Sometimes I find it hard to recognize the girl I used to be. The Natasha who owned a dress for every day of the season and enough shoes to employ a small factory in Asia seems like a distant memory from the woman I know today. Unused knik-naks in every drawer, a serving spoon for each dish of an eight course meal, an expensive convertible, eyelash extensions in twenty-day intervals, weekends in Vegas, and the best make-up money could buy to transform a beautiful face into something unrecognizable. Not so different from the woman who sits here writing, that Natasha just wanted to be happy. However, instead of finding a fulfilment within herself, she spent the majority of her precious magic searching for contentment from the people and things around her; falling victim to a comparing mind and a consistent desire to be and have more.
In looking back, I would never say that this younger me was miserable or unhappy. She worked hard, she played harder, and amongst an undeniable burden from excess, she experienced joy.

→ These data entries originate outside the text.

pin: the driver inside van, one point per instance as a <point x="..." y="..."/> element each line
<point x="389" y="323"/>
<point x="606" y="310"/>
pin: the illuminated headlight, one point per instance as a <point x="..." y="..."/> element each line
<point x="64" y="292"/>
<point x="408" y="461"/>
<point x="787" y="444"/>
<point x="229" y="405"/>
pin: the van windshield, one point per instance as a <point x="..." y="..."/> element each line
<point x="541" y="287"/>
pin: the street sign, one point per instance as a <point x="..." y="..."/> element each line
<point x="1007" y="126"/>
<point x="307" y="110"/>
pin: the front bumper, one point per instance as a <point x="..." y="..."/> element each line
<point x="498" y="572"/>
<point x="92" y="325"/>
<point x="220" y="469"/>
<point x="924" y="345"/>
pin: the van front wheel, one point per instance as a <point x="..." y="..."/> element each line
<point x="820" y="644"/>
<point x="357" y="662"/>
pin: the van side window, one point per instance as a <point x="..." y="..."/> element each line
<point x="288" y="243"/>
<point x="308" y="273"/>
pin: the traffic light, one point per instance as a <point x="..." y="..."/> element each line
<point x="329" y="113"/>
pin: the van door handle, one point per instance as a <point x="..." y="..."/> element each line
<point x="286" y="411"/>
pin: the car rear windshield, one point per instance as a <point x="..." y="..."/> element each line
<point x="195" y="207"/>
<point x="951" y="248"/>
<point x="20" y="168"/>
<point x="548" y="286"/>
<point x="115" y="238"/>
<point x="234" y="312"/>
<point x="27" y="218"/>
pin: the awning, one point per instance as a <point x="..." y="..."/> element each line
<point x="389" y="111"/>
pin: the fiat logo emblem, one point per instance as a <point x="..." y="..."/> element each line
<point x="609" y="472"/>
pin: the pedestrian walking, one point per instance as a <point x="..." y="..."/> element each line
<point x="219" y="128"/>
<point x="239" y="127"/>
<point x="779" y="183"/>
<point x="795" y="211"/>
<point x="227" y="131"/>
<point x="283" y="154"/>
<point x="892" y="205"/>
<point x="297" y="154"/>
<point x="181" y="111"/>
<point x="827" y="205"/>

However, in the process of being honest with myself, I’ve come to recognize that amidst every accomplishment there always remained a deep-seeded feeling of dissatisfaction. An expectation for bigger and better that consumed my thoughts and actions; an unconscious omission of the present through relentless seeking for what was next.
So, here I sit, on a wooden chair out front of my ten dollar-a-night Balinese villa, eating breakfast from a communal plate, wearing the same clothes and mascara I donned yesterday (something I wouldn’t have even considered two years ago). I no longer have a house or car to call my own, no husband to supposedly ‘complete me’, nor a full-time dental job to give me the false sense of security I spent years believing would bring me the most gratification of all. I’m sporting all the same well-worn clothes I left Canada with in 2015 and, still, there remains no passion to possess new ones (a desire that I suppose recedes naturally when one is forced to carry everything they own on their back). Yet somehow, for everything I appear to be lacking, I feel as if I have more. In giving up my old life, I unknowingly gained a richer life with less.
For me, ‘cleaning house’ meant not only purging material objects, but the people and thoughts that were distracting me from what it is that I value the most; what makes me the happiest. I uncomplicated every aspect of my existence, unthreaded attachments that had become woven within the fibres of my being, and revealed the raw, real, imperfect girl that always was. A girl who enjoys everything, and needs nothing. A girl who no longer focusses on what she desires but, instead, feels gratitude for everything she already has.
This isn’t to say that a minimalistic lifestyle is for everybody, nor do I believe it to be a sure-fire recipe for happiness. However, when the all-consuming fear and relentless worry of losing and gaining possessions is lifted from one’s mind, life becomes remarkably simplified. Your things stop stealing from you. Just imagine all the precious energy one can conserve without the need to shop, research, clean, carry, repair, replace, protect, and envy possessions. Eliminate the whirlwind of distraction from excess, and suddenly there is more freedom to live, to experience, to love, and to give. And, in detaching from the stuff we so desperately cling onto for pleasure or memory-sake, we begin to realize that we aren’t (and never will be) what we own. The box of trophies in the basement can go, yet, the memories will not disappear. The sixteen handbags can be donated, yet your self-worth remains the same. It becomes clear that your heart-warming past, future dreams, and earnest ambitions aren’t contained within these objects – they’re contained within you. And it’s enough. It’s all enough. Your house is big enough. Your wage is high enough. Your mattress is firm enough. Your cell phone is new enough. Your face is pretty enough. Your waist is skinny enough. You are enough.
So yes, I’m practicing minimalism. And regardless of what my family may hope, it’s not just a fad or a period that I’m going through. It’s a mindfulness of being that truly saved my life. It’s the intentional promotion of every one of my most sincere values and the removal of each and every thing, person, and thought that distracts me from them. It’s the whole-hearted belief that in living with nothing, I will be taught everything.